Politics

People Keep Trying To Blame Black Lives Matter Protests For Melbourne’s Coronavirus Spike

"That is simply not the evidence. These are dangerous comments which distract from the real source/causes."

greg hunt

Almost three weeks ago, thousands of Australians marched through the streets in support of the Black Lives Matter movement.

Huge numbers gathered in Sydney, Perth, Adelaide, Brisbane and Darwin; other protests took place in smaller cities like Newcastle, Innisfail and Rockhampton.

Since then, the number of coronavirus cases in the country have remained pretty much stable — except for Victoria.

In the last week Melbourne has recorded a huge spike in the number of coronavirus cases, with the number of infections increasing by double-digits for nine days in a row now. Today they recorded 33 new cases,

Melbourne also hosted a Black Lives Matter protest, and since then the media and politicians have been scrambling to connect the two events.

That’s despite state and federal health experts flat out denying any link.

People Quick To Blame Protesters

Yesterday, Health Minister Greg Hunt tried to blame the protests for a spike in Melbourne’s COVID-19 cases.

Four protesters have tested positive to coronavirus since Melbourne’s June 6 rally.

Only days before, the state had eased restrictions to allow 20 people to gather indoors and outdoors.

“We know that there are four cases directly linked with that protest, but we also believe that there has been a significant relaxation in parts of the public as a consequence of the double standard,” Hunt said.

He says the protests undermined the government’s social distancing message.

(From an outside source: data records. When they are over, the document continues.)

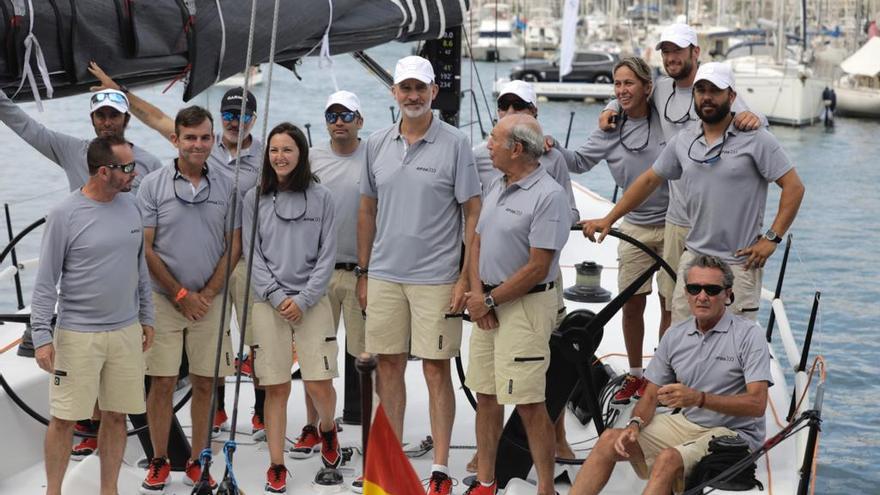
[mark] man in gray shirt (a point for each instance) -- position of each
(93, 243)
(339, 165)
(224, 155)
(725, 173)
(715, 367)
(522, 229)
(419, 182)
(186, 210)
(109, 113)
(672, 98)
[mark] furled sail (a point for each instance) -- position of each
(49, 43)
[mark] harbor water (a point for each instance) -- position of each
(836, 233)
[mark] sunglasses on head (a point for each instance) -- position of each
(126, 168)
(230, 116)
(517, 105)
(711, 289)
(347, 117)
(114, 97)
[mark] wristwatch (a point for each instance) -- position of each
(637, 420)
(489, 301)
(770, 235)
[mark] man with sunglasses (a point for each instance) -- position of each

“Particularly since the protests, many Victorians and many Australians have said, ‘if it is OK for 10,000 people to congregate and huddle together, surely it would be OK for 10 and my family’,” Hunt said.

“The message is, it was never OK for that protest to have gone ahead, not because of the subject matter — noble, powerful, important — but because of the fact that two and a half weeks later, we have had an outbreak in Victoria.”

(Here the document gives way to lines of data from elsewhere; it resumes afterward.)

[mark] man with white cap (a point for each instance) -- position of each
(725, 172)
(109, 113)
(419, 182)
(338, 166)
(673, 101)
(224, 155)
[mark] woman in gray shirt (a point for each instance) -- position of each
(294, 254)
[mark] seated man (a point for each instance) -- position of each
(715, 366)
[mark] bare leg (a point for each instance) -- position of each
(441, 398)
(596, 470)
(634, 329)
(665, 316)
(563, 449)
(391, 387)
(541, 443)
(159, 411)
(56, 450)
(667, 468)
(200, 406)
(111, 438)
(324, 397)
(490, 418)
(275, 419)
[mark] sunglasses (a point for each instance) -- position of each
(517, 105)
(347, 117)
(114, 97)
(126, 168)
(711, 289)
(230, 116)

So, basically, even though there was no large transmission as a result of this event, protesters are now being blamed for the actions of non-protesters.

Victoria’s chief health officer Brett Sutton has shot down any suggestion the protests had an impact on their spike.

“I don’t think the Black Lives Matter protest has contributed. We’re not seeing people who’ve clearly acquired it there,” he said.

Australia’s chief medial officer Brendan Murphy also ruled it out, although did concede the gatherings may have set a bad example.

“We probably were lucky to have not seen major transmission at any of these events,” he said.